Las elecciones presidenciales que se celebran hoy en Estados Unidos ponen punto final a una ardua y prolongada campaña electoral que en meses recientes arroja resultados insospechados, como la salida de la contienda de figuras emblemáticas de ambos partidos, y que pudiera concluir, en caso de que se confirmen en las urnas las tendencias que muestran los últimos sondeos, en el histórico arribo de un afroestadunidense a la Casa Blanca.
Más allá de tales consideraciones, la trascendencia de estos comicios no se limita al ámbito de la política interna estadunidense: se extiende también al escenario internacional por cuanto en la jornada de hoy habrá de definirse la proyección de la superpotencia hacia el resto del mundo durante los próximos cuatro años y, en consecuencia, el destino de millones de personas que viven fuera de ese país.
En ese sentido, y si bien es cierto que tanto Barack Obama como John McCain aspiran a gobernar una nación imperialista y con afanes hegemónicos en el mundo, lo peor que puede ocurrirle al planeta en la circunstancia actual es que triunfe el aspirante republicano. Por más que lo ha intentado, el senador por Arizona no ha podido sacudirse las inercias nefastas del cada vez más impopular George W. Bush y, para colmo, su campaña se ha ido decantando hacia los sectores más reaccionarios de la nación vecina. Existen, por tanto, elementos suficientes para pensar que el arribo de McCain al poder, en enero próximo, implicaría la continuidad de la catástrofe planetaria en que se han traducido los dos ciclos de gobierno de Bush: la proliferación de las violaciones a los derechos humanos, la debacle de la paz y la seguridad internacionales, el auge del unilateralismo, el injerencismo, la xenofobia; el racismo y la arbitrariedad características del político texano, el desastre político, diplomático, militar y moral de Estados Unidos, y la crisis de la economía mundial a consecuencia de las directrices económicas características de los republicanos, basadas en el neoliberalismo de Hayek y en el monetarismo de Friedman.

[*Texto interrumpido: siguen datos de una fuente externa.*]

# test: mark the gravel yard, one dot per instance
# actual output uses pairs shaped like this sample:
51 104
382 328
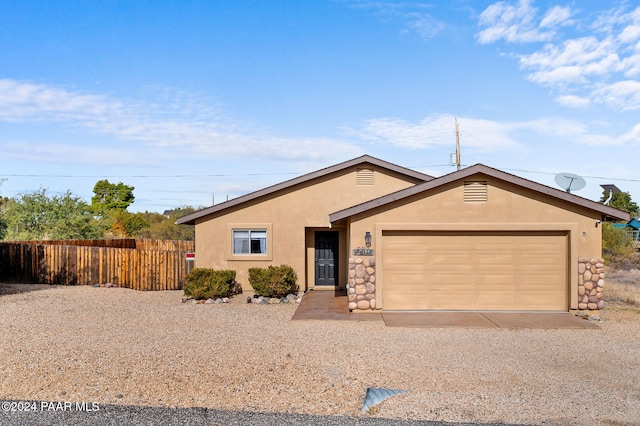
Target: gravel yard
124 347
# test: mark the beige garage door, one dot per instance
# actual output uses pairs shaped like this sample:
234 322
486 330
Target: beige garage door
475 271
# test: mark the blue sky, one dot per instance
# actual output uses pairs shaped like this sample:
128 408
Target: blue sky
194 99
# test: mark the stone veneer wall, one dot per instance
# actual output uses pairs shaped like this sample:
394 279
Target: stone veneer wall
590 283
362 283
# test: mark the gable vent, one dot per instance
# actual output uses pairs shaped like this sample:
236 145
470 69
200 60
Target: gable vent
364 177
475 191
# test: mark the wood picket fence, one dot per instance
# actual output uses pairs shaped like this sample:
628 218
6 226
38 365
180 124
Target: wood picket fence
136 264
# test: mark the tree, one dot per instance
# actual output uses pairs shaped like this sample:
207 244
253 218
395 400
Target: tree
621 201
38 216
163 227
121 223
111 196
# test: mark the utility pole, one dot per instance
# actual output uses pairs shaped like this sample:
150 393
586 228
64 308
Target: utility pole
457 145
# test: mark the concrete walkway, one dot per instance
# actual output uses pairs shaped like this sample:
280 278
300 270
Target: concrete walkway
333 305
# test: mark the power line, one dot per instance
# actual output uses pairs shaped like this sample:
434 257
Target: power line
187 176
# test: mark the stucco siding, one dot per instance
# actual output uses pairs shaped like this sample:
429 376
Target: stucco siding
507 207
289 214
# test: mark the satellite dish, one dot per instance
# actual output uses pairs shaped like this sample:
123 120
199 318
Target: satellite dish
570 182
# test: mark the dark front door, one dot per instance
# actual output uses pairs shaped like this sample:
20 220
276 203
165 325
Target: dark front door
326 258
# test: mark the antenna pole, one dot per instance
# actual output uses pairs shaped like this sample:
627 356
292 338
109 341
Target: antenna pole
457 145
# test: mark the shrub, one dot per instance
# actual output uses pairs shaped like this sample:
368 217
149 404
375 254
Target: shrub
205 283
617 244
274 281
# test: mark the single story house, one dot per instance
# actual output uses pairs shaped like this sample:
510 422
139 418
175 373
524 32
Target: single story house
396 239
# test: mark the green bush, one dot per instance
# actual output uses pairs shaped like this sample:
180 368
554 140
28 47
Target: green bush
617 244
274 281
205 283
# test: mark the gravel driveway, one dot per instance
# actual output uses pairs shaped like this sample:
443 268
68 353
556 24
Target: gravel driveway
115 346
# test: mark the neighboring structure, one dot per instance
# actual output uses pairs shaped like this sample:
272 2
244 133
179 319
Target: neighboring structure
396 239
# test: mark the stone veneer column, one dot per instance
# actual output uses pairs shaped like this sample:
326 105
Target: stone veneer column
362 283
590 283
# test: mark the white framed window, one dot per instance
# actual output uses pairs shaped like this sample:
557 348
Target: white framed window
249 241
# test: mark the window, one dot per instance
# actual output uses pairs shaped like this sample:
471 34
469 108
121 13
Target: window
250 241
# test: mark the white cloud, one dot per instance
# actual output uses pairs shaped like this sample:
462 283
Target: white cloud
573 101
414 15
573 62
596 68
436 130
482 135
557 15
517 23
66 153
622 95
174 131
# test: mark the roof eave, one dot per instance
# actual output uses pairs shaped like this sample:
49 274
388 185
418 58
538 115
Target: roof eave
191 219
606 211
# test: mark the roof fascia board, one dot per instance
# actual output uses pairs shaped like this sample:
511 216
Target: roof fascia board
489 171
190 219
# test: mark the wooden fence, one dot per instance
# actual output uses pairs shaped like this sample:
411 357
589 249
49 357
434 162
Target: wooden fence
136 264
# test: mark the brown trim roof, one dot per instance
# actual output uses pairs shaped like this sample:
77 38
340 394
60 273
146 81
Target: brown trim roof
190 219
606 211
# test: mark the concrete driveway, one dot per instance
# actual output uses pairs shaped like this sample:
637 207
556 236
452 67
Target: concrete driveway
329 305
540 320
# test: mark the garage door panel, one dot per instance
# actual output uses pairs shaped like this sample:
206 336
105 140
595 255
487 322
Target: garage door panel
475 271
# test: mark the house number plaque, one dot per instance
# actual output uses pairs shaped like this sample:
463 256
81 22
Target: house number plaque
361 251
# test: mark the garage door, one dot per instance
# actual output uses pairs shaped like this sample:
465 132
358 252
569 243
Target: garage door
475 271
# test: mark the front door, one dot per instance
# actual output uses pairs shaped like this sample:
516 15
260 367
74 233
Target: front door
326 258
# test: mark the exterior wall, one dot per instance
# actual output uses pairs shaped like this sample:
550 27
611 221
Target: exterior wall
361 288
290 216
590 283
508 208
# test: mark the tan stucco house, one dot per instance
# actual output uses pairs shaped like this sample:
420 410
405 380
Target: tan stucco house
397 239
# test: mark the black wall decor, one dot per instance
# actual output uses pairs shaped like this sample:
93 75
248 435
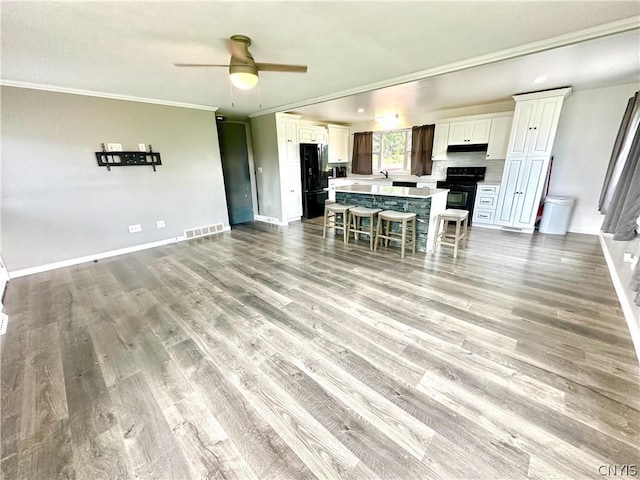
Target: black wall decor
127 159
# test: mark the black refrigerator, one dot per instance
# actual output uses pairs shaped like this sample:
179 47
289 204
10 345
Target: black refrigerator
315 178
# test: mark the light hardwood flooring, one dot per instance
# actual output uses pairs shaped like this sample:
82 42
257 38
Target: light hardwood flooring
270 353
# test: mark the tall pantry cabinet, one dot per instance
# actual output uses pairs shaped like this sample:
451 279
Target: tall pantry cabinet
276 153
533 131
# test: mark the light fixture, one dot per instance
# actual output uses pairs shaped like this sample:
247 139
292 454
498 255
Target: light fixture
244 77
244 80
387 117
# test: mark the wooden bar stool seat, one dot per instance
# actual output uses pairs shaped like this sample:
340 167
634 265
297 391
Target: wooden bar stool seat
461 219
400 217
331 212
354 225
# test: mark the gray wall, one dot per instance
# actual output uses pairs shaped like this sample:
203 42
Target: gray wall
265 156
57 204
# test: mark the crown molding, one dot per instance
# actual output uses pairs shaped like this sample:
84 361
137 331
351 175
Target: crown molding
112 96
564 40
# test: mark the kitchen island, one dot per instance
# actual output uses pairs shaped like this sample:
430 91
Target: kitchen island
426 203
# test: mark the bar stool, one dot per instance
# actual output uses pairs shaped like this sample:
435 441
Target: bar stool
331 211
400 217
461 218
354 225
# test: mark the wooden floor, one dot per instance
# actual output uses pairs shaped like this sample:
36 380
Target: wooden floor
270 353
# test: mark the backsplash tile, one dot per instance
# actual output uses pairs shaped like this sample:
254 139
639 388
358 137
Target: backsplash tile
468 159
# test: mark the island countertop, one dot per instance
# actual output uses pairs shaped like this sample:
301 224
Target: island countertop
426 203
389 191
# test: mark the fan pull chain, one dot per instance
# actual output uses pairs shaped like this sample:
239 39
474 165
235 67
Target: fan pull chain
233 103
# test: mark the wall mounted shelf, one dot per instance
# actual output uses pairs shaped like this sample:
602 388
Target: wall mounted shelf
127 159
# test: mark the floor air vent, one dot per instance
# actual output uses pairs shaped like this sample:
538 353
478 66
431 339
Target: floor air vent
203 231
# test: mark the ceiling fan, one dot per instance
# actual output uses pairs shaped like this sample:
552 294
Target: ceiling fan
243 69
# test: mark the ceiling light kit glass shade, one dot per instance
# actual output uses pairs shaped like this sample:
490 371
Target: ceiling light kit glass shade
244 80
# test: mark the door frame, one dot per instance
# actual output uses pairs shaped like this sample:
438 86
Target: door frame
252 165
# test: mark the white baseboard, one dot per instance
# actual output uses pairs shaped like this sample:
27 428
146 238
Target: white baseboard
629 308
486 225
583 231
91 258
98 256
272 220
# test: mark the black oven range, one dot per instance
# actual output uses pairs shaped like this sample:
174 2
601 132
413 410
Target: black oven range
462 183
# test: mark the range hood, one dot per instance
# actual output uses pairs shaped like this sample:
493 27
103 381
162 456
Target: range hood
468 147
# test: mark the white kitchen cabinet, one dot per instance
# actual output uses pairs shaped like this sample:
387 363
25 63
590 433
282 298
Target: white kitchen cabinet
291 184
484 209
440 141
530 144
535 122
312 134
289 166
338 143
470 132
521 190
499 138
337 182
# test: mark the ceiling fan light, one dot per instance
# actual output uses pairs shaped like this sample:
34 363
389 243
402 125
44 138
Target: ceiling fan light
244 80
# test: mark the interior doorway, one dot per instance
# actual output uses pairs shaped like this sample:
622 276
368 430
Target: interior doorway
234 150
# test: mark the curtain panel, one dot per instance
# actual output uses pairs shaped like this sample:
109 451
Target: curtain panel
609 183
361 162
422 149
624 208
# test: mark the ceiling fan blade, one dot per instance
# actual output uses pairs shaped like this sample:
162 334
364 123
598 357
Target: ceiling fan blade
199 65
238 49
277 67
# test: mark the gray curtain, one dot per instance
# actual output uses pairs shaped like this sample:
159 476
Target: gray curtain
624 208
361 162
623 133
421 149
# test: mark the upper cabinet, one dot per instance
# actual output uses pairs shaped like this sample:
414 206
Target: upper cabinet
499 138
338 144
471 132
440 141
313 134
535 122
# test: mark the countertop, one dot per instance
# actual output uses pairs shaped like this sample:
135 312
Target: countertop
392 191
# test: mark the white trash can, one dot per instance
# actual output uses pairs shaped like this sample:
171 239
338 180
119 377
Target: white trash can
556 214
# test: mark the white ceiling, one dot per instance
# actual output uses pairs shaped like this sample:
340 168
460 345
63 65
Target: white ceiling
607 61
128 49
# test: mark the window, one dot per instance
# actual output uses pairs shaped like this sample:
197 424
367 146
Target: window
392 151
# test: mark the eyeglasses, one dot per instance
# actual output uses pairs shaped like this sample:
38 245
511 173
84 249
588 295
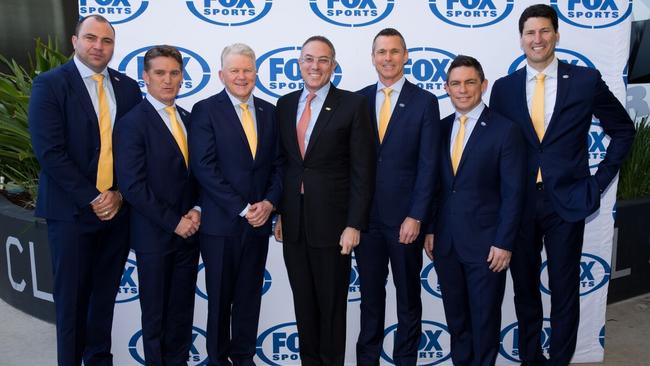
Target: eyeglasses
323 61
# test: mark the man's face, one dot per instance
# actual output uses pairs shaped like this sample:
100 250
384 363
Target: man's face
389 57
238 75
538 40
163 79
316 65
465 88
94 44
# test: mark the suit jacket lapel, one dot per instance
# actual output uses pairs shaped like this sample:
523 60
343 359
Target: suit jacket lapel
326 112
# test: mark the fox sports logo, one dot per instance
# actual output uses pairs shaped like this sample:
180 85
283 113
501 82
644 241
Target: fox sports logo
594 274
597 141
278 72
128 290
427 68
196 357
433 348
196 71
429 281
352 13
278 345
471 13
229 13
202 292
568 56
509 347
116 11
593 14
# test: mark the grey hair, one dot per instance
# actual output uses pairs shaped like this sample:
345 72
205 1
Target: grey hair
237 49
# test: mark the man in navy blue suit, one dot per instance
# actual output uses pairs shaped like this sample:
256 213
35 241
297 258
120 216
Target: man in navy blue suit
71 112
235 156
553 103
477 214
406 136
152 166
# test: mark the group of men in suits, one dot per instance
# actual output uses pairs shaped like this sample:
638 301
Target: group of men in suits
375 173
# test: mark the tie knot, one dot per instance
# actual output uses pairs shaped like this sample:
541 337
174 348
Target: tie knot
98 77
171 110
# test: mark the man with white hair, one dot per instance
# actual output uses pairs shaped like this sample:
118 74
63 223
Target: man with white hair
234 155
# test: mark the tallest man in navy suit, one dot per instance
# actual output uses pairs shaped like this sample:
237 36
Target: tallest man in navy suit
554 102
71 112
405 133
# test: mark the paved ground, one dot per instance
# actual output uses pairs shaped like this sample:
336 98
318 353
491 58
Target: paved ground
28 341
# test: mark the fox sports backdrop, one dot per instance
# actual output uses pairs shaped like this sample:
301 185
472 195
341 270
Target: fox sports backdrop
594 33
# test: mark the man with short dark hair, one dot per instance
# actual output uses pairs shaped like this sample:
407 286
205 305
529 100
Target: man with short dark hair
326 139
553 103
406 135
478 210
152 166
71 113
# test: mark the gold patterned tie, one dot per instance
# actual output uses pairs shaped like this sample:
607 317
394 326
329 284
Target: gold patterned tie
384 113
177 132
249 128
537 112
457 150
105 163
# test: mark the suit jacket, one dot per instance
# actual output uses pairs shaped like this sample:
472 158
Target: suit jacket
228 176
65 138
337 171
481 205
407 160
153 177
581 93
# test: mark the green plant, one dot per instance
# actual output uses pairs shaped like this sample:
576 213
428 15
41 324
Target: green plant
17 160
634 179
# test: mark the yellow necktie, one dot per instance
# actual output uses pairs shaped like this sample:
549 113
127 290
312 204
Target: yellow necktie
249 128
537 112
105 163
384 113
177 132
457 150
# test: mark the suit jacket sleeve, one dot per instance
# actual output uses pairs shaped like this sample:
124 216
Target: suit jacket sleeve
362 167
47 127
205 164
512 168
618 126
422 196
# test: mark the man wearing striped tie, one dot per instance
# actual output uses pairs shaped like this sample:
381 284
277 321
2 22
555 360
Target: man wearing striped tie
554 104
71 113
234 154
152 166
482 162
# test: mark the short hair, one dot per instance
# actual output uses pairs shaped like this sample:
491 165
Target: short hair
162 51
538 11
324 40
389 32
237 49
468 61
97 17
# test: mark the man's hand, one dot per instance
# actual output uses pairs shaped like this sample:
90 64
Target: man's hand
499 259
277 231
107 205
349 239
186 227
259 213
409 230
428 245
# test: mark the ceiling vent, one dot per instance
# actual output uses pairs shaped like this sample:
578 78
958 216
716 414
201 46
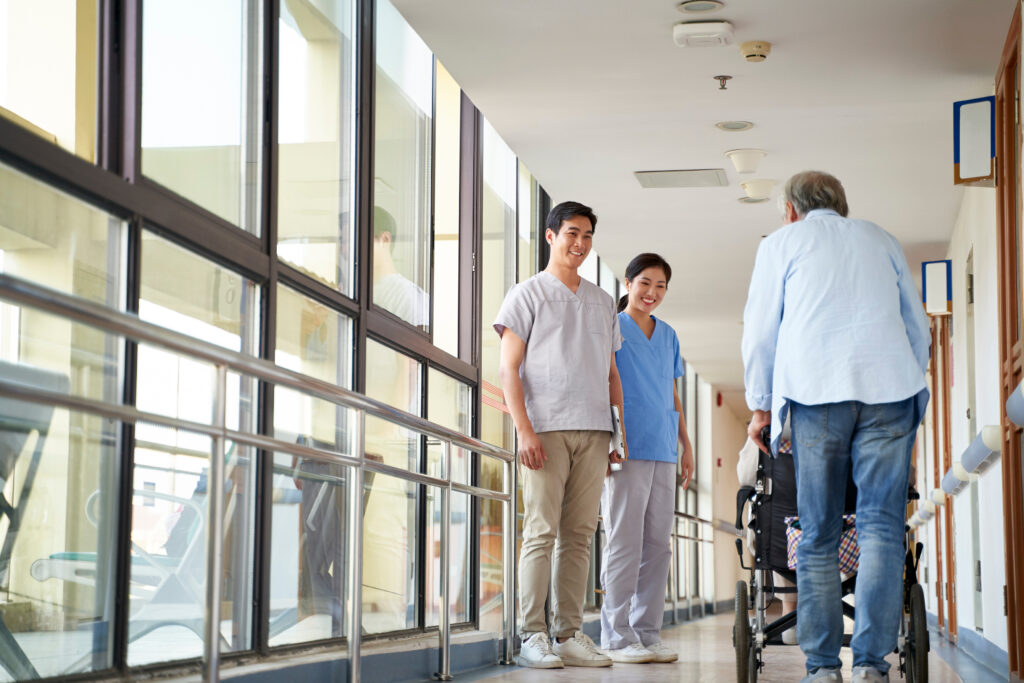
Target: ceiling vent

Por lo demás, resulta paradójico que una decisión de tal importancia y trascendencia mundial deba ser tomada en el contexto de un sistema electoral deficiente y obsoleto, que no se fundamenta necesariamente en el mandato popular y que posibilita la subversión de ese elemental principio democrático. Cabe recordar que el propio George W. Bush arribó a la presidencia en el año 2000 a contrapelo del voto de las mayorías –el aspirante demócrata Al Gore lo aventajó con más de 500 mil sufragios–, tras un largo conflicto poselectoral, que tuvo que ser dirimido en la Suprema Corte estadunidense, y bajo fuertes sospechas de fraude en Florida, gobernada entonces por su hermano Jeb. Cuatro años más tarde, un escenario similar en Ohio ratificó la permanencia del texano en el cargo. Así pues, la administración Bush se inició, en sus dos periodos, con dudas de legitimidad; al final del primero, la mayor potencia de la Tierra arrastraba ya los saldos de desastre de guerras ilegales, inmorales y depredadoras, y al término del segundo, se encuentra, para colmo, en el huracán de una crisis económica de grandes proporciones que ha arrastrado al mundo a una circunstancia angustiosa.
En suma, los comicios presidenciales de hoy constituyen, además de una prueba para la institucionalidad y la democracia en Estados Unidos, una oportunidad para que los votantes de ese país cobren conciencia de la importancia de su decisión, sufraguen en consecuencia y permitan que hoy por la noche el mundo pueda respirar con alivio y felicitarse por el fin inminente de ocho años de pesadilla.